Page from the Past
Hallowed Ground Magazine, Fall 2010
While the number of extant Civil War images is heavily weighted toward the Eastern Theater, there were hundreds of wartime photos recorded elsewhere. Sweeping panoramas at Chattanooga, desolate fortifications around Atlanta, riverboats at Shiloh, dead Confederate soldiers at Corinth and camp life at Mill Springs, Ky., were all captured on glass. These images illustrate the western war zone as distinct from that of the east on numerous levels.
Still, for many western battlefields, due to the distances between sites and the dearth of necessary chemicals, the photographic record is slim. As one example, the catalog for Brandy Station, Va., where more than 500 documentary photos were taken in 1863 and 1864 alone, dwarfs the number recorded during the campaigns around Atlanta, Shiloh, Vicksburg, Corinth, and the Carolinas combined.

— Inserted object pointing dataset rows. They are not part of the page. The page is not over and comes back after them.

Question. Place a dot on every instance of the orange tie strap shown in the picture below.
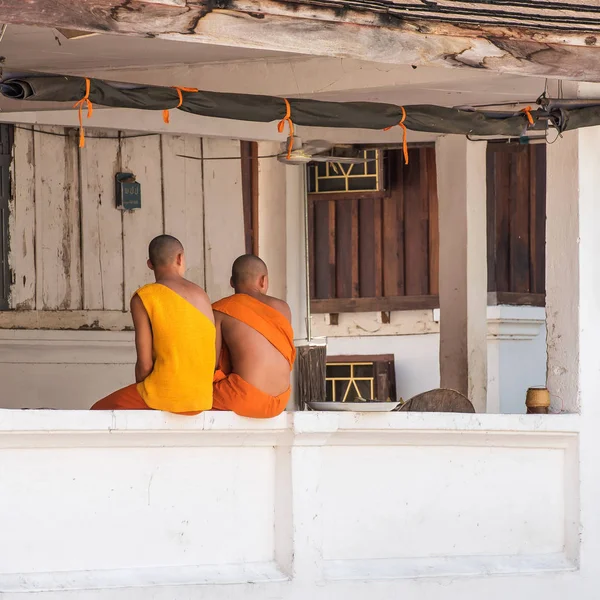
(288, 119)
(527, 111)
(404, 132)
(79, 105)
(166, 115)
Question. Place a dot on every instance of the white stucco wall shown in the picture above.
(516, 351)
(142, 505)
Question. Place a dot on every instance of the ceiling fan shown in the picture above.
(317, 151)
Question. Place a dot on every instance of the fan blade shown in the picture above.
(186, 156)
(317, 146)
(338, 159)
(72, 34)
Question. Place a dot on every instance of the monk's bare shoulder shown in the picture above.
(280, 306)
(200, 299)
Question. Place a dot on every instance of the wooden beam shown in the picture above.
(483, 35)
(342, 305)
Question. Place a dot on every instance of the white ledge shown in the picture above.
(113, 422)
(514, 323)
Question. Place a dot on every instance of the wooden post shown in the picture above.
(311, 364)
(461, 180)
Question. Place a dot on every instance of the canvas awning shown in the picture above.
(307, 112)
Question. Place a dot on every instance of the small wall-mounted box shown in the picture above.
(128, 192)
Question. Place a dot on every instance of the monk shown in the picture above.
(175, 340)
(255, 345)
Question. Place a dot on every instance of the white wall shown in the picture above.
(320, 505)
(71, 249)
(77, 259)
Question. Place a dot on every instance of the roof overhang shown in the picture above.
(558, 39)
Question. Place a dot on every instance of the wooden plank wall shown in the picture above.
(516, 204)
(72, 250)
(378, 251)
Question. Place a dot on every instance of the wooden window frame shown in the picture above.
(249, 159)
(6, 143)
(358, 294)
(384, 372)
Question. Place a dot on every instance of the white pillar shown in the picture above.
(296, 261)
(461, 177)
(573, 269)
(573, 315)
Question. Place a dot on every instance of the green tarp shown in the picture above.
(314, 113)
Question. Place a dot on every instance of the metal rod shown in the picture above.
(306, 256)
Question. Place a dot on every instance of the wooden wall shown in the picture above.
(72, 250)
(378, 251)
(516, 207)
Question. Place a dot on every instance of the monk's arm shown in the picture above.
(219, 342)
(143, 339)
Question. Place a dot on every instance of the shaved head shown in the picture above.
(163, 250)
(247, 269)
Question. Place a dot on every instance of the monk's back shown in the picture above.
(254, 358)
(183, 341)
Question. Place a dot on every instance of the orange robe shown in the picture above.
(183, 344)
(230, 391)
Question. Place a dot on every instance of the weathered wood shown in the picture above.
(344, 249)
(393, 245)
(539, 255)
(502, 186)
(336, 305)
(141, 156)
(223, 207)
(519, 221)
(366, 240)
(311, 363)
(249, 154)
(522, 38)
(434, 228)
(440, 400)
(416, 224)
(58, 250)
(516, 299)
(183, 199)
(320, 251)
(102, 227)
(22, 222)
(355, 291)
(96, 320)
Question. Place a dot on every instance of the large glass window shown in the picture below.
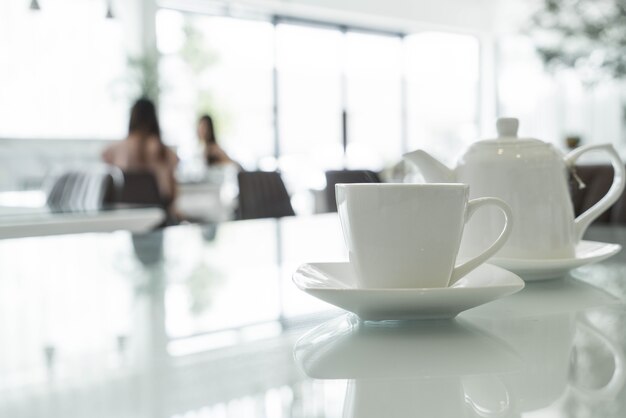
(373, 65)
(344, 98)
(221, 66)
(62, 71)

The bloodiest battle of the west, Chickamauga, is no exception in quantity or content. Of the few available wartime photographs recorded around the Chickamauga Battlefield, none show well-known battlefield locations like the Brotherton Farm, Snodgrass Hill, or Reed’s Bridge. Rather, lenses were focused upon sites south of the National Park Service’s Chickamauga Battlefield holdings — particularly Lee & Gordon’s Mills and Crawfish Springs.
Veterans knew these locales as part of the Chickamauga Battlefield, although today they are not always seen as such. From maneuvers and skirmishing, to division hospitals, these sites were just as much a part of the battlefield as many sites that are today owned by the National Park Service. Generals from both sides stopped at Lee & Gordon’s Mills and fierce skirmishing occurred there before and during the battle. Union soldiers went to Crawfish Springs to fill their canteens with the pellucid spring water. Mostly because of the intense need for water, seven of the nine Union division hospitals were located within a mile of the spring.
Although these images are found within the Brady Collection at the National Archives, it is highly unlikely that his team was responsible for the images, and the true photographer of these war-time views remains a mystery. Possibly, George Barnard recorded the views in association with his known 1864 series.